O kadar çok yorulmuştu ki Ahmet Bey. Aslında yorgunluğu uğraşılarından değil. Yorgunluğu tamamen ters giden işler ile uğraşmak ve hiç olmayacak şekilde işleri yoluna sokmaya çalışması. Bu uğraşılarda sanki Ahmet Beyle alay edilircesine işler öyle bir ters gidiyor ki… Bugün öğrendiği iki olumsuz olay, artık canına tak dedi doğrusu. Nasıl tak demesin ki. Memlekette annesinden miras kalmıştı. Ama aksilik bu ya, tapu evraklarında annesinin adı yanlış yazılmış. Tek çözüm annesinin adının düzelmesi için mahkemeye başvurmak. Onu da yaptılar. İş çabucak olacaktı güya. Abisi ilgilenecekti. Ona vekalet de vermişti. Fakat işlerin çabuk bitmesini, çözülmesini bırakın daha da karmaşık hale gelmeye başladı. Çayından bir yudum aldı Ahmet Bey. Sonra başladı yine sesli düşünmeye; “ Demek bütün işlerim mahkemelik olacak. Allah’ım öyle zorlanmaya başladım ki, umarım öldükten sonra ölümüm de mahkemelik olmaz. Olursa da kimse şaşırmasın. Duyanlar olursa haklı çıktığımı düşünmesinler, ama ne yazık ki öyle olacak galiba. Annemin adının doğru yazıldığı köyün muhtar odasında bulunan “KÖY NÜFUS KAYIT KÜTÜĞÜ”  mahkemeye istendi. Ne güzel. Allah’ım köyün nüfus kütüğünü hakim istedi istemesine ama, köy muhtarı deftere sahip çıkamamış ki… Şimdi hakimin görüp en önemli kanıt olarak mahkemeye getirilmesini istediği kütük kayıp. Peki şimdi ne olacak. Ya köyün nüfus kayıt kütüğü bulunacak Mahkemeye biran önce sunulacak ya da kütük kayıplar listesine girecek, ondan sonrası Allah kerim, köyün muhtarı görevden alınacak. Bizim mahkemede sallanıp sallanıp gidecek. Oysa ki çok kısa zamanda olup bitmesi gerek bu iş şimdi uzayacak da uzayacak.”

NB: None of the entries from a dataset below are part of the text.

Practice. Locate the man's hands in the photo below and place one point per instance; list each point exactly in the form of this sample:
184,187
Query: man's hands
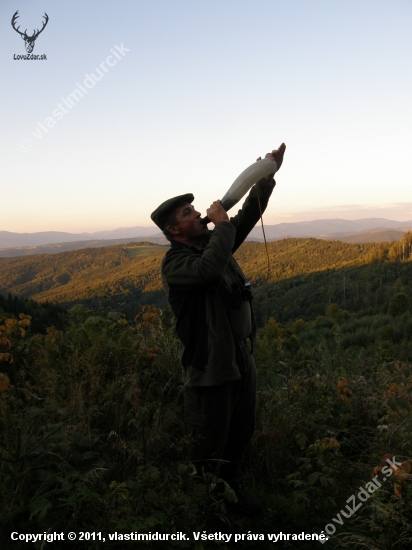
216,213
276,155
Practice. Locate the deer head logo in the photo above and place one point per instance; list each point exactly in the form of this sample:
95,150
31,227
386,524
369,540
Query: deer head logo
28,40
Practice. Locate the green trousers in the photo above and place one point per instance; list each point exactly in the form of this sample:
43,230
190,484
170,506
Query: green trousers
221,419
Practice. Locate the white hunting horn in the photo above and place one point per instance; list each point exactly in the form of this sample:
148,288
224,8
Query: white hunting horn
242,184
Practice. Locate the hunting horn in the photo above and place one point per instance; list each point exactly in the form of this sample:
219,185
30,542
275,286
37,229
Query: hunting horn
244,182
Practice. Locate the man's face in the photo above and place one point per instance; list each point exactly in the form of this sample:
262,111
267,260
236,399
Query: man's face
188,222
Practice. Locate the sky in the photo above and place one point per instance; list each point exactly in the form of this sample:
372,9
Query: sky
190,93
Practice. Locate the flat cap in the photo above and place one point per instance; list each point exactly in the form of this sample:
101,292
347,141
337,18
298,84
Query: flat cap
162,212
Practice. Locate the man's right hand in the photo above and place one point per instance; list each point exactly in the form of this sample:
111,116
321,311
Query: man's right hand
276,155
216,213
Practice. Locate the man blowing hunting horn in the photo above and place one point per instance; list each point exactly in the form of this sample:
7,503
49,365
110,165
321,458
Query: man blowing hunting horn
211,300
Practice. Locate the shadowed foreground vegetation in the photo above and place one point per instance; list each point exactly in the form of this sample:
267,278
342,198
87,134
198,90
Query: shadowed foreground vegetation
93,438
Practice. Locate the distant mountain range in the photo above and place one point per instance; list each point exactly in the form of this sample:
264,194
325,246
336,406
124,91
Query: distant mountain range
52,242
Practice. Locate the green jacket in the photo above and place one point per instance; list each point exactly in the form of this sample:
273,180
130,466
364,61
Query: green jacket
196,283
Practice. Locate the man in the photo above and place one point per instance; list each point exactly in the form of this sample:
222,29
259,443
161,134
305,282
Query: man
211,300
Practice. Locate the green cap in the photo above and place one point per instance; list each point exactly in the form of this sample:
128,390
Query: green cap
162,212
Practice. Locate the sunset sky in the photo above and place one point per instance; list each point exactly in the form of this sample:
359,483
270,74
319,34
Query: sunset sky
193,94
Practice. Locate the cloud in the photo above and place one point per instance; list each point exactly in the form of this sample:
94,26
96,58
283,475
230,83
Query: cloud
394,211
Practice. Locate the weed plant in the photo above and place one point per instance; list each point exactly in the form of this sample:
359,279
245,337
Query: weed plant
93,435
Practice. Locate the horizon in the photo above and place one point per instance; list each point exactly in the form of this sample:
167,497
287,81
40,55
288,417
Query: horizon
156,230
172,98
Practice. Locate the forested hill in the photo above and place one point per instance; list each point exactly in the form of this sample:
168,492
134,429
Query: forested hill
128,276
96,276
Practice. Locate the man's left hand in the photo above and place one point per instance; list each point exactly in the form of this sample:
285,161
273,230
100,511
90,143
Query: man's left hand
276,155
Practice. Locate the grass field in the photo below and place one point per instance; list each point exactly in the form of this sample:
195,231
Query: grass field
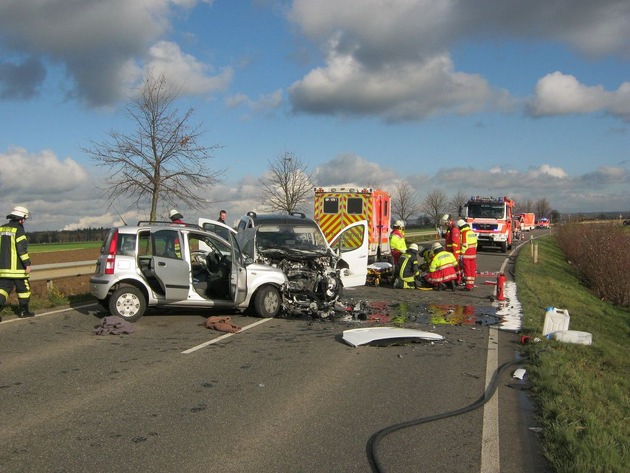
582,391
48,247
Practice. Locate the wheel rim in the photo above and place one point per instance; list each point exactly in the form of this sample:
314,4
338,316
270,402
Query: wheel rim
127,305
271,302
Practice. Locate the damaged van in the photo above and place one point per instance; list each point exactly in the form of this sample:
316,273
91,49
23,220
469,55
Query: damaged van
316,271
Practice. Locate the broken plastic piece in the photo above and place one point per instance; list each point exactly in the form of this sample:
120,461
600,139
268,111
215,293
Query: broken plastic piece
519,373
364,336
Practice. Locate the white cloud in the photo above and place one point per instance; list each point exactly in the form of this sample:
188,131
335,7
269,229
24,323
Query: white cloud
27,175
185,70
390,58
558,94
113,34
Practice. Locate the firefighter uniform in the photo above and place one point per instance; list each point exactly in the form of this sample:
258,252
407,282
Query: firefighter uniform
397,241
443,268
14,261
452,238
468,254
407,269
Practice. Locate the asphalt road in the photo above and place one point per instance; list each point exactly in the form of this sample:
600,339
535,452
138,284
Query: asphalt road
284,395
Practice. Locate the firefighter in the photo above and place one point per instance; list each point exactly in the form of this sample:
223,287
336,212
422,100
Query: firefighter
397,240
468,254
426,255
15,263
175,216
443,270
452,237
407,269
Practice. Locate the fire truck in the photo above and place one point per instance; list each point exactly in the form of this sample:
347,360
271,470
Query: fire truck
491,219
528,221
338,207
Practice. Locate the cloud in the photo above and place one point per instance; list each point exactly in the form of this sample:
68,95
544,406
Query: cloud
350,168
30,175
21,81
99,45
390,58
397,92
184,70
560,94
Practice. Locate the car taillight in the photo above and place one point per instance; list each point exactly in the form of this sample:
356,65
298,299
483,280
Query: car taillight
110,259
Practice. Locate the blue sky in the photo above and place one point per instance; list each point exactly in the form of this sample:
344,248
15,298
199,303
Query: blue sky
529,99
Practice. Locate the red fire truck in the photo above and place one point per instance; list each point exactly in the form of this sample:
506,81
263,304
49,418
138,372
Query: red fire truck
491,219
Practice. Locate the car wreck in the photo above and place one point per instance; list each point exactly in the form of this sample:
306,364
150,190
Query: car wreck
316,271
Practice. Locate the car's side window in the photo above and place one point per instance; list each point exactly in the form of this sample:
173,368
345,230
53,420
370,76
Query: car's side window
145,248
167,243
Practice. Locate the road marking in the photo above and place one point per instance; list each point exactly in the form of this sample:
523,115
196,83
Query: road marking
58,311
490,453
223,337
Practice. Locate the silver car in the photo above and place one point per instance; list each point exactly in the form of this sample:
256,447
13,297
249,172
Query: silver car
161,264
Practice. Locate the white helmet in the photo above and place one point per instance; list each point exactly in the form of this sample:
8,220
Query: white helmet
18,213
174,214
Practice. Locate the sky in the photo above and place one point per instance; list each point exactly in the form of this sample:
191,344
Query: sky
526,98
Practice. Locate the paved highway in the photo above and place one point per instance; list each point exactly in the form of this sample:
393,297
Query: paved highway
285,395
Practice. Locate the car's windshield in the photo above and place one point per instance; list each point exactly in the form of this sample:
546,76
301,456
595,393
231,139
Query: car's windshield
296,238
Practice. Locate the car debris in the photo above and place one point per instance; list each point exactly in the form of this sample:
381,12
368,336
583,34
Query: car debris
365,336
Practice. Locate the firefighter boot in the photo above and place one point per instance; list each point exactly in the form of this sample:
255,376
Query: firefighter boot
25,311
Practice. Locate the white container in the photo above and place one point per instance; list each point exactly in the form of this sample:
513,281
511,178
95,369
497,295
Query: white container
573,336
556,320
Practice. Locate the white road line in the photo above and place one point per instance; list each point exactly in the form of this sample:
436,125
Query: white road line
58,311
223,337
490,452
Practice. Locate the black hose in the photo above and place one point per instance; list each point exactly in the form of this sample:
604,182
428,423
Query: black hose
371,448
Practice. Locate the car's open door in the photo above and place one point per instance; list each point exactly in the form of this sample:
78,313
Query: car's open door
238,275
168,265
351,246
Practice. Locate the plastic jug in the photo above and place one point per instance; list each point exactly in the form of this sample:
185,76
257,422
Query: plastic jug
573,336
556,320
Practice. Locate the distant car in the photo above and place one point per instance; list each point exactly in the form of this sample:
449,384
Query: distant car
317,271
161,264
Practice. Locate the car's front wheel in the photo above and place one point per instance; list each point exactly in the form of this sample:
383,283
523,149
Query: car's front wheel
267,302
127,302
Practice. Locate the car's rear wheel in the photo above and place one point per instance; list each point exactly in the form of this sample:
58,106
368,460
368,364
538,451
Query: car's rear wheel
267,302
128,303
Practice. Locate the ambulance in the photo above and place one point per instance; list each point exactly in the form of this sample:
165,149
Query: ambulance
338,207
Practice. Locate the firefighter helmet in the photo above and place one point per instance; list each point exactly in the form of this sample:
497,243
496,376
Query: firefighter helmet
174,215
18,213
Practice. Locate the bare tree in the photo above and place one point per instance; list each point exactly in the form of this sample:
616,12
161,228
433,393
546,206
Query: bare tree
543,208
286,185
435,205
405,202
162,159
456,204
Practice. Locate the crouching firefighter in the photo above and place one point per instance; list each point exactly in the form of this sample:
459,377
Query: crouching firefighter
408,269
15,264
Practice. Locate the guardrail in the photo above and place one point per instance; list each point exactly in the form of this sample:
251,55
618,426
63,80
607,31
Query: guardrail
48,272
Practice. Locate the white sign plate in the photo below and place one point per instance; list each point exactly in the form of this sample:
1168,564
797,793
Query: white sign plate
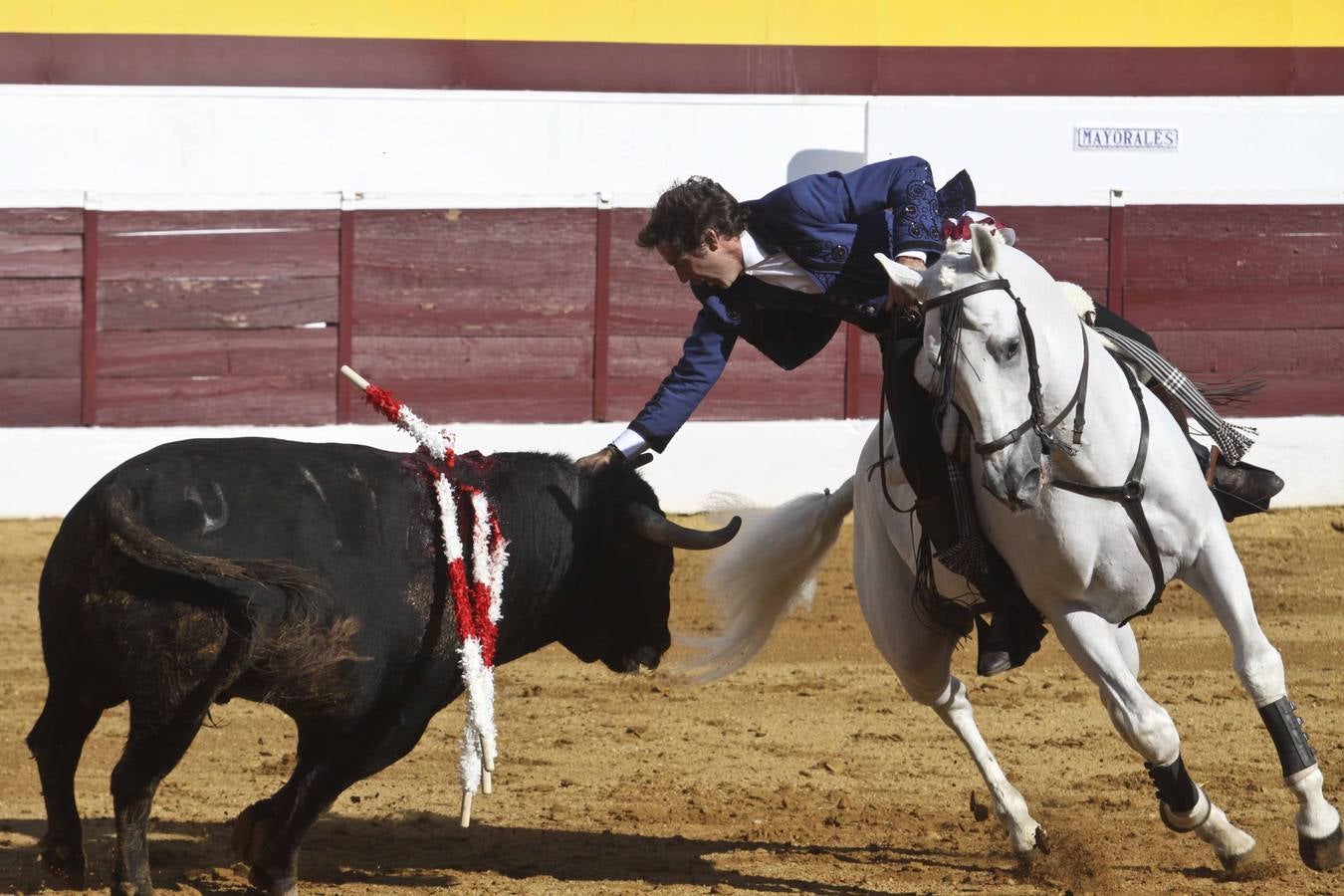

Ahmet Bey, biraz yorgunluktan, biraz kırgınlıktan, biraz da bu kadar tersliklerden sonra hala ayakta nasıl kaldığına gülümseyerek körfezi izlemeye devam ediyordu. Artık güneş batmış, yavaş yavaş karanlık kendini göstermeye başlamış, yıldızlar da göz kırpmaya başlamıştır birer birer. Aklına bugün öğrendiği ikinci terslik gelmiştir. Gülümseyerek başını sağa sola salladı, ellerini havaya kaldırdı; “ Şikayet değil Allah’ım, adalet istiyorum. Şikayetten bıktım, artık benim için gerçek adaletin tecellisini istiyorum. Ama ne olur gecikmesin. Artık sabrım kalmadı. Ekonomik açıdan çok zordayım. Mahkemelere yapılan harcamalar belimi büktü. Bir terslik bitmeden bir diğeri geliyor. Allah’ım bana adaletin- Sürün ey kulum, sabrını deniyorum, bakalım bu sınavda ne kadar başarılı olacaksın- diyerek imtihana tutma yarabbi!

Bugün imza için İstanbul’a giden evrakın aylardır sağda solda süründüğünü gördüm. İstanbul’a giden dosya, mühürlü bir torba içinde gitmediği için geri geliyor. Tekrar hazırlanıp geri gönderilmeyi beklerken, denetime giren mahkemede benim dosya denetim için seçilen bir dosya oluyor ve uzun süre de müfettiş ile sohbet ediyor benim imza dosya. Hep terslik, hep terslik….”

Sokak lambaları yandı. Yoldan geçenlerin ayak seslerini bazen köpek havlamaları, kedi miyavlamaları sakinliği bozuyordu. İnsanlar acele acele gidiyorlardı. Bir ara gökyüzünde beliren çok parlak bir yıldız gözüne ilişti. Gülümsedi; “ Şu yıldızda olsam, orada yaşasam, acaba burada yaşadıklarımın bir kısmını orada da yaşar mıyım?” dedi, yerinden katlı, salona doğru yürüyüp gitti Ahmet Bey.